The other men seemed to have nothing to do now save to talk, but he turned wearily to the great mound of exchanges from which Murtagh had directed him to extract “Society Jottings” and “Art, Music and the Drama” after the paper went to press.

He spent a few despairing minutes on the threshold of the task—enough to see clearly that it was beyond his strength. Society was Syriac to him, and he had never seen a play acted, beyond an occasional presentation of “Uncle Tom’s Cabin” or “The Octoroon” by strolling tenth-rate mummers in the tiny hall at Thessaly. How could he select matter for such departments? He wavered for a time, from a disinclination to confront men who had just condemned his work so unsparingly, but at last he got up from the table where he had been pinned all day, and went over to the further end of the room.

There was a sort of conclave about Tyler’s table. Both he and Samboye reclined in tipped-back chairs, with their feet upon it; Watts sat on the table swinging his legs, his straw hat still on the back of his head, and Murtagh was perched in the window seat. Their conversation, which had been flowing freely, stopped as Seth approached. He had expected to be introduced to his Editor, Mr. Samboye, but no one seemed to think of it, and that gentleman himself relieved him of the embarrassment by nodding not uncourteously but with formality.

“Mr. Fairchild,” he said, with impressive slowness, “in the pursuit of a high career you will be powerfully aided by keeping in recollection the fact that the sixteenth President of the United States was named Lincoln and not Sinclair. We have a prejudice too, weak as it may seem, in favor of spelling ‘interval’ with a ‘v’ rather than an ‘n’.”

Seth did not find it so difficult to address this great man as he had anticipated. He said simply that he was very sorry, but the work was utterly new to him, it was his first day, he hoped to learn soon, etc. Emboldened by the sound of his own voice, he added his doubts about being able to satisfactorily preside over such exacting columns as “Society Jottings” and “Art, Music and the Drama”—and gave reasons.

“By George!” cried Watts, “I envy you! Just fancy a man who has never seen anything but ‘Uncle Tom’s Cabin’—and not even that with real Siberian bloodhounds. You shall begin going tonight. I’ll take you to ‘Muldoon’s Picnic.’”

“Well, at any rate,” remarked Mr. Tyler, “you can do ‘Agricultural.’ You must know that right down to the ground.”

“Yes,” assented Seth, “I think I ought to manage that. The truth is, most of the stuff the papers print for farmers is nonsense—pure rubbish.”

“I suppose it is. I know that Dent—he is a New York city boy, who doesn’t know clover from cabbage—once put in a paragraph about the importance of feeding chickens on rock salt, and an old farmer from Boltus came in early one morning and whaled the bookkeeper out of his boots because he had followed the advice and killed all his hens. There must be some funny man out West somewhere who makes up these bad agricultural paragraphs, and of course they get copied. How can fellows like Dent, for instance, tell which are good and which are not? But they can’t fool you, and that’ll be an advantage. Then there’s Religious. You can do that easily enough. I should think.”
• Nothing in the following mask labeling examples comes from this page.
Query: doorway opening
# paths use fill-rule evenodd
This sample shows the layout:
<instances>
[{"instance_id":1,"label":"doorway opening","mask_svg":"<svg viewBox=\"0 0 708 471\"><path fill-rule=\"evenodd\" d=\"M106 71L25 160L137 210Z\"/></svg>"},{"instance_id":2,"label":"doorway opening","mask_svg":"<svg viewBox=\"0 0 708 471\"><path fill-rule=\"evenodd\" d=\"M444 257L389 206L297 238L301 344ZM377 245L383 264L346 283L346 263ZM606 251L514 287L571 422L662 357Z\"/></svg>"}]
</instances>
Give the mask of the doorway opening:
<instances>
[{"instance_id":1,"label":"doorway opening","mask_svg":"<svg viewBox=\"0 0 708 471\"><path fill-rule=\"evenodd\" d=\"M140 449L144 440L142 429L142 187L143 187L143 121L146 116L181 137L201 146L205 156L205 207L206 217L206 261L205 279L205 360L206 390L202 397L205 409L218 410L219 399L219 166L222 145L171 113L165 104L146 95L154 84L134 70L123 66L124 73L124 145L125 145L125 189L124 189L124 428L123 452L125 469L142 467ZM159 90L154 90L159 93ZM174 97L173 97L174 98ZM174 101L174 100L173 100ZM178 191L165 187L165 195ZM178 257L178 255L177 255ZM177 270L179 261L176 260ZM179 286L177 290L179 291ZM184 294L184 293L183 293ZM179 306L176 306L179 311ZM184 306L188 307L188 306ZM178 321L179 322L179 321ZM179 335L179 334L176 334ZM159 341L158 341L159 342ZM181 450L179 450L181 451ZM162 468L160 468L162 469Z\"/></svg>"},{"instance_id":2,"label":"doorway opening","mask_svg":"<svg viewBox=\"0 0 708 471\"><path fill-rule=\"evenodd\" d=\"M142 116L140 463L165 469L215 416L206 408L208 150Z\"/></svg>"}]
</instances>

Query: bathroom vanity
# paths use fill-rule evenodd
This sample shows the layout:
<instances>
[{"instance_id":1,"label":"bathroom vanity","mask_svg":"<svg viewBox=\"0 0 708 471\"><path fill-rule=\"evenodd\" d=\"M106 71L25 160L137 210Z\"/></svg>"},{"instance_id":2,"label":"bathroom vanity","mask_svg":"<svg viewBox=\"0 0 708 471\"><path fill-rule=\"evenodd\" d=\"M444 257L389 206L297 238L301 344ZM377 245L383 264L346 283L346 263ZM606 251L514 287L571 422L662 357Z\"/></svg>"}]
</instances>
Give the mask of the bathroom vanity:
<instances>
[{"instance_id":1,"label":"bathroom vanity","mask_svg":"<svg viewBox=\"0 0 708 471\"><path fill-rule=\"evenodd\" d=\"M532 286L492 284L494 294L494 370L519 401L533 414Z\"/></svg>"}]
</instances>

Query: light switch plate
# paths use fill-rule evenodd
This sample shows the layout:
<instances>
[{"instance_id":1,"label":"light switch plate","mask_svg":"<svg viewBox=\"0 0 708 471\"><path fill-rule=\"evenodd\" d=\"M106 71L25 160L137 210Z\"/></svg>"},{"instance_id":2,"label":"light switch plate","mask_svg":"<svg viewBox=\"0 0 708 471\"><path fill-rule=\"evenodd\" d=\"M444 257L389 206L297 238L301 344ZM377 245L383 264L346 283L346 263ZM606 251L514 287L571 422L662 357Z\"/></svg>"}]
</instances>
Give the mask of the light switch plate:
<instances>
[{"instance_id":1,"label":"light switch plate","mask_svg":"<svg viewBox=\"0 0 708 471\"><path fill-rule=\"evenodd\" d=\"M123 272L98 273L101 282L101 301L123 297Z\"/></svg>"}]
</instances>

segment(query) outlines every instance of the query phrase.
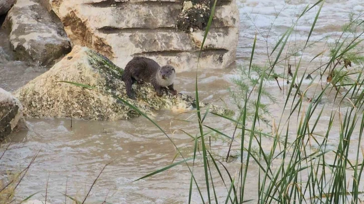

“Yes,” interposed Murtagh, “all you have to do is to lay for the Obago Evening Mercury. Every Saturday that has a column of religious. Alec Watson, a fellow in that office, has fifty-two of these columns, extracts from Thomas à Kempis, and Wesley and Spurgeon and that sort of thing, which have been running in the Mercury since before the war. When New Year’s comes he starts ’em going again, round and round. Nobody knows the difference. Well, their columns are longer than ours, so each week you can run about half their paragraphs—the shortest ones—and then fill in with some news notes, statistics, you know, about how many churches the Moravians have now, and that sort of thing. You can pick those up during the week, anywhere.”